Headline

Perekonomian tumbuh 5,12% melampaui prediksi banyak kalangan.

Ketegasan di Dua Arena

Hera Khaerani
03/11/2016 08:10
Ketegasan di Dua Arena
(MI/SUSANTO)

WAJAH Ajun Komisaris Besar (AKB) Pergunan Tarigan, 54, tiba-tiba tersipu. Senin (24/10) sore itu, di ruang kantornya di Mabes Polri, Pergunan tampak malu-malu mengungkapkan perasaannya dipercaya menjadi wasit angkat besi di berbagai kejuaraan bergengsi. Ia bahkan telah lima kali menjadi wasit di ajang Olimpiade. Teranyar ialah di Olimpiade 2016, di saat Pergunan menjadi satu-satunya wasit dari Indonesia di nomor tersebut. "Ada rasa bangga saat nama saya dipanggil, Pergunan Tarigan-Indonesia. Rasanya senang marga saya Tarigan digaungkan ke dunia," kata Pergunan kemudian mengakui kebanggaannya kepada Media Indonesia.

Kebanggaan memang wajar dirasakan perempuan berusia 54 tahun itu. Prestasi menjadi wasit Olimpiade ialah buah ketekunan panjangnya di dunia olahraga. Unan, demikian ia akrab disapa, telah menjadi atlet jauh sebelum menjadi polisi. Perempuan kelahiran Kabanjahe, Sumatra Utara, itu awalnya menekuni cabang olahraga atletik dengan menjadi atlet lempar cakram dan tolak peluru untuk tanah kelahirannya tersebut. Ia kemudian menyeberang ke angkat besi seiring dengan mulai digelarnya kompetisi dunia untuk angkat besi perempuan. Perubahan itu mendorong negara-negara untuk membuka pembinaan atlet perempuan di olahraga tersebut.

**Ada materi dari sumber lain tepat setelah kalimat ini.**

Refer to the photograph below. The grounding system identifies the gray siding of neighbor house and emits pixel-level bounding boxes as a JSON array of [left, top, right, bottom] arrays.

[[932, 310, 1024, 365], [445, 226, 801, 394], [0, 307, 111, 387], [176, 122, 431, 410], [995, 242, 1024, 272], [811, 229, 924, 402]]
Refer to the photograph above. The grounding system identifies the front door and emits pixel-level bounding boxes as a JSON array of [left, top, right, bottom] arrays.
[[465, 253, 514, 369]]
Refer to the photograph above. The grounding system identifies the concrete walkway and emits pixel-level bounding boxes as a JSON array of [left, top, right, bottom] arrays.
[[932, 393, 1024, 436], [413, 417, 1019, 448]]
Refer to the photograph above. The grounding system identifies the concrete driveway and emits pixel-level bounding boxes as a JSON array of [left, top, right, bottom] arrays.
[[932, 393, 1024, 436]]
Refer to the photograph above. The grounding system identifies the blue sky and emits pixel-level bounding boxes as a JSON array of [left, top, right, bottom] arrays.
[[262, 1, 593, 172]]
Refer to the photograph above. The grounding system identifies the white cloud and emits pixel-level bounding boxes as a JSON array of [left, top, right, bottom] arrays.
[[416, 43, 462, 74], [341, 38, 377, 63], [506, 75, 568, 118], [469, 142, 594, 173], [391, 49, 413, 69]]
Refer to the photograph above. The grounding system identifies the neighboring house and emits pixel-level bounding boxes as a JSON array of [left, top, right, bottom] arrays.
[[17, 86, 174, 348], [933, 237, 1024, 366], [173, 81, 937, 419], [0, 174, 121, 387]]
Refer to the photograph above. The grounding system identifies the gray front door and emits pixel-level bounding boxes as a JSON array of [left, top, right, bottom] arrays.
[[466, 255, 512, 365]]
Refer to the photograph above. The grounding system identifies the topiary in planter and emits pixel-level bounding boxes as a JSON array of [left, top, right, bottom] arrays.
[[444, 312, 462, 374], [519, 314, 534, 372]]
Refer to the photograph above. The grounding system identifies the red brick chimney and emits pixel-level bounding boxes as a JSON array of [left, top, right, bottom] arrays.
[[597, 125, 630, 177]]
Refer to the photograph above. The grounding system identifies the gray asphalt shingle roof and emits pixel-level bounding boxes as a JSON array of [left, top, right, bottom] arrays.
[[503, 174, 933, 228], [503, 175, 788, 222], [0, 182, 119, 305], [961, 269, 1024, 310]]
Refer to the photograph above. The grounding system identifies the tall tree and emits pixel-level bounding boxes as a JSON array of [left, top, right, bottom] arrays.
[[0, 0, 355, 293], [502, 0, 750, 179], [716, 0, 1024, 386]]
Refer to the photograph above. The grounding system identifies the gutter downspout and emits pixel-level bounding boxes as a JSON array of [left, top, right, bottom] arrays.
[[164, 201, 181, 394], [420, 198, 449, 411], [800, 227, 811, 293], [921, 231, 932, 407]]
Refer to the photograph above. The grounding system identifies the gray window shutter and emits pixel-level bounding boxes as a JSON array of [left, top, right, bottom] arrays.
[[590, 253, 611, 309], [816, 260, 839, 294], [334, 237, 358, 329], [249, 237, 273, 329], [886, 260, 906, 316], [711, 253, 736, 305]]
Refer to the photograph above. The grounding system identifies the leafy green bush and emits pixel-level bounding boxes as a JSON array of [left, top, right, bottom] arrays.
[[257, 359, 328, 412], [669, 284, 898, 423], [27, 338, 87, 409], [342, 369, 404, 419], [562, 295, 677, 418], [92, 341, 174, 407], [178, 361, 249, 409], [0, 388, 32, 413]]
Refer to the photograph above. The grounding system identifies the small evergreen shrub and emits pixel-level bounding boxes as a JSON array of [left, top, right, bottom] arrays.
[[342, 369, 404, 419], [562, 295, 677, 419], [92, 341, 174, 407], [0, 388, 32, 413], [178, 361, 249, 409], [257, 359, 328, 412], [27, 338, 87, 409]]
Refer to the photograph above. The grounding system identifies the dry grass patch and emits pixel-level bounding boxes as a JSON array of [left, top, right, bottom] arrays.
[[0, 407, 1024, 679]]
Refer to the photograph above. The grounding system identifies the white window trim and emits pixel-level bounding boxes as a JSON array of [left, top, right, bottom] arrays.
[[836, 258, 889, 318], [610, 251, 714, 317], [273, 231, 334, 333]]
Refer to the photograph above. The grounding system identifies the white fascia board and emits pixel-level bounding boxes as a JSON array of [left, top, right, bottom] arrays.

Pergunan mudah saja masuk ke radar pencarian atlet angkat besi karena prinsip-prinsip olahraga itu telah jadi bagian latihannya. Sebagai atlet lempar cakram, angkat beban pun menjadi salah satu bentuk latihannya. "Kekuatan mengangkat beban itu berbanding lurus dengan kekuatan melempar, jadi yang belum saya tahu saat itu paling teknik-tekniknya," jelasnya. Beruntung, Pergunan juga tidak pernah mendapat larangan dari keluarganya meskipun banyak mitos soal dampak buruk angkat besi bagi kesehatan perempuan. "Banyak yang bilang nanti tidak bisa hamil kalau angkat beban, terus takut kalau badannya akan berubah seperti binaragawan. Padahal, tidak begitu karena tubuh laki-laki dan perempuan itu pada dasarnya berbeda," kenang ibu dua anak itu.

Pergunan yang masuk Akademi Kepolisian pada 1983 membuktikan diri mampu membagi waktu bekerja dan berlatih dengan baik. Ketika pada 1987 kejuaraan dunia angkat besi perempuan pertama kali diadakan di Florida, Amerika Serikat, ia satu dari tiga atlet yang dikirim. Meski tidak mencetak pretasi di ajang itu, Pergunan tetap konsisten menekuni angkat besi. Jam terbang Pergunan yang cukup banyak kemudian membuatnya diarahkan menjadi asisten pelatih dan wasit pada 1990. "Alasannya karena saat itu angkat besi masih jadi olahraga yang sangat lelaki, tidak ada pelatih perempuan," terangnya. Pilihannya fokus di dunia pelatihan juga dilakukan demi tanggung jawab profesi di kepolisian.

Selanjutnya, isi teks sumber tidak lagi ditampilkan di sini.